Following is a brief estimate of reusability of current wasm source code.
- The preprocessor may be partially usable, but has to be significantly reworked. Current wasm works on text buffers; this is unworkable and an updated version needs to operate on tokenized input. C/C++ compilers should also feed tokenized input to the assembler back-end, in part because inline assembly syntax is not the same as that of standalone assembler.
- File management could be reusable, but may need improvements.
- The expression evaluator will likely need a redesign. It has to properly support the .TYPE/SYMTYPE operator and handle different operator priorities for MASM and IDEAL mode. The current implementation is not good enough.
- The symbol table manager has to support various case sensitivities and also properly handle scoping. May need to be redone from scratch.
- Instruction encoding should be reusable. This is probably the best part of current wasm.
- Output to OMF may be reusable, but could need a rework in order to support other output formats.

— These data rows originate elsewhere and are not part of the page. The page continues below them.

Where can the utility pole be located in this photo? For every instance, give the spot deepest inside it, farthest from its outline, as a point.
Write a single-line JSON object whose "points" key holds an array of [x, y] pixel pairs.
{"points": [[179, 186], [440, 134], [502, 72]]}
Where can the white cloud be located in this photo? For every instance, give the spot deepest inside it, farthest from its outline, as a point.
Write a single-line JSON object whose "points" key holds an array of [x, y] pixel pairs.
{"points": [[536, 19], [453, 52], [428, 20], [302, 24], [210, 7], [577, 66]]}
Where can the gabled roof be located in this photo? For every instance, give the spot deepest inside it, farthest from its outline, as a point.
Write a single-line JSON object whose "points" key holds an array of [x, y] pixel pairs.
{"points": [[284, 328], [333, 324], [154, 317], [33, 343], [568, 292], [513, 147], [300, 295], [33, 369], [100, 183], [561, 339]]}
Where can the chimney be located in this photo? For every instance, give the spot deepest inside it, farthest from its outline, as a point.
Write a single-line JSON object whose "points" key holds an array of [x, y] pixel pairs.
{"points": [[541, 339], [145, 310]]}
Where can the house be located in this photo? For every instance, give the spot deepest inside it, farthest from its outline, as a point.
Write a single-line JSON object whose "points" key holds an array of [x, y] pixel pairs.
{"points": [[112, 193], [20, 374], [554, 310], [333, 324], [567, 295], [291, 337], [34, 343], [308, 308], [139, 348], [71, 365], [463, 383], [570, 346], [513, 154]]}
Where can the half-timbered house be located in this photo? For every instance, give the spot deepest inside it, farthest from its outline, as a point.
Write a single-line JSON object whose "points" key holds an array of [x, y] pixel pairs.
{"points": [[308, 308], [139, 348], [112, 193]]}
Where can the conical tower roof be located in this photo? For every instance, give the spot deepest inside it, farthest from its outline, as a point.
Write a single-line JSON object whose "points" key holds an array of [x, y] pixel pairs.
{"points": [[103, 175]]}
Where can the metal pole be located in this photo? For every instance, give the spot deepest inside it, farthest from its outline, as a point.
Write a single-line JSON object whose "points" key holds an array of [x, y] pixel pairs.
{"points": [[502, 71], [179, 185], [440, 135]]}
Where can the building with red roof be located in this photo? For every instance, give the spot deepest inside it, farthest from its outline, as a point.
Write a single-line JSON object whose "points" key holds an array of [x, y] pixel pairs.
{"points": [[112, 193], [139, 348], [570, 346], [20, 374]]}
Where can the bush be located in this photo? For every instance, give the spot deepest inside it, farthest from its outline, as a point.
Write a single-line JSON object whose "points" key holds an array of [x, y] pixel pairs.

- The parser will likely have to be rewritten to support different syntaxes switchable at runtime.
Sources of Information
MASM documentation is available in many places on the web. One of the sources is this. The Microsoft documentation is very helpful for people learning assembly. It is unfortunately not precise enough for implementors, although it does include the BNF grammar for MASM.
Documentation for the IBM ALP assembler, which is highly compatible with MASM 6.x, has been found to be very helpful. It contains detailed syntax diagrams and is very thorough. The IBM ALP reference is normally available as OS/2 INF files, but can be also accessed on the web. This is an older version (about 3 years) than the INF file from the Toolkit.
Readers are encouraged to fill in links to comprehensive TASM documentation, if it exists.
JWasm, a fork in progress
Currently found on the JWasm page. It is still not known if the fork will find its way back to the main OW development source system, but hopefully it will, eventually. Right now this fork is the best alternative if you need a free MASM 6 compatible assembler. The fork is distributed under the original Open Watcom license. JWasm version 2.0 supports the AMD64 instruction set and is significantly more compatible with MASM than wasm is.